Not all basil is created equally, and for that I am thankful because all of them make different, striking additions to my herb garden. Here are some of my favorites:
Purple Ruffles: I grow these as a decoration and a "fragrant-filler" for my bouquets. The color really shines with orange and yellow flowers!
Globe Basil: A bit more spicy than regular basil. I use it as an accent planting in my flower beds, as they take on a rounded-hedge appearance (almost like a topiary!).
Genovese Basil: More fragrant and flavorful than any other I have grown. The green leaves are huge and bountiful, making for a great pesto.
Red Rubin: Filled with flavor and my favorite to add to my salads, herb vinegars, and garnishes.
Once you are hooked on growing herbs, one kind alone is never enough. Somehow, I find room in my garden for each of these basils and every year, they do so well that it could easily become inundated if I do not keep the flowers pinched off. I've learned to take the time to dry my basil or turn it into pesto and I love to give both away as gifts throughout the year. Pesto is not only delicious, but good for you with all the healthy fats included using olive oil and pine nuts. With such a concentration of flavor, a little bit goes a long way.

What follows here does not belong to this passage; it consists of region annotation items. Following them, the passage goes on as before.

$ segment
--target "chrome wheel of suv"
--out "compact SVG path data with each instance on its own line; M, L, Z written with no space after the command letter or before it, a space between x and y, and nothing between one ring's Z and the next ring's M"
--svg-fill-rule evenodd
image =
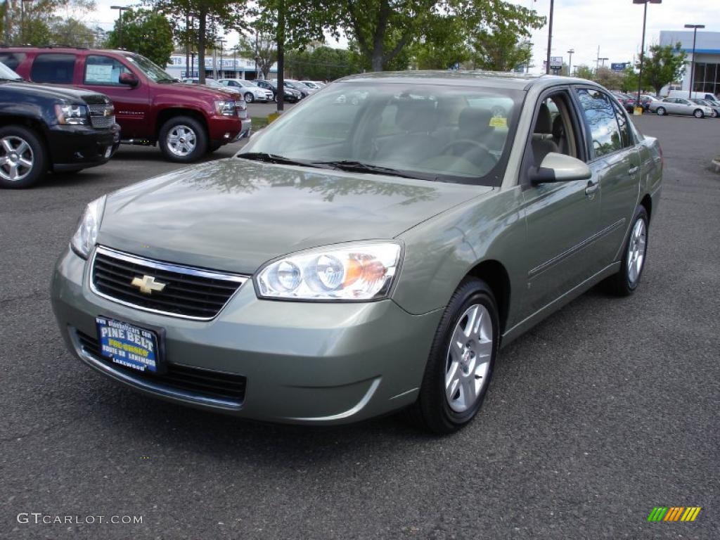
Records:
M181 124L168 132L168 148L176 156L184 158L192 153L197 144L194 130Z
M35 156L27 141L17 135L0 139L0 178L20 181L32 172L34 165Z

A tip for storing large quantities of pesto is to freeze them in small ziplock bags, for the most efficient storage and defrosting. Here is the recipe I love to use, one especially easy to prepare in bulk.
In Good Health,
P.S. Basil is essential to anyone's herb collection. Add it to your own at the Bloomers & Bites store.
This is the true taste of mid-summer. Try it in your next pasta dish, or a topping for roasted chicken. Slather some on slices of fresh baguette, topped with bruschetta or sun-dried tomatoes, sprinkled and broiled with freshly grated Parmesan. However you eat it, prepare for explosions of marvelous flavor in each bite.
4 cups coarsely chopped fresh basil leaves
1 cup pine nuts (½ cup toasted walnuts is a good substitute, or omit them completely if you aren't a fan like me)
½ cup extra virgin olive oil
1 cup grated Parmesan (freshly grated is best, but you can also use regularly packaged Parmesan)
2 cloves garlic, crushed
Using your food processor, add all ingredients except olive oil. Process about 10 seconds.
With the motor running, slowly pour in olive oil and process another 10 seconds, or until oil is absorbed
Stop motor, scrap sides, then process another 5-10 seconds longer. Put pesto in glass jar with lid and over with another drizzle of olive oil to keep pesto fresh. Cover tightly and store in refrigerator for up to one week.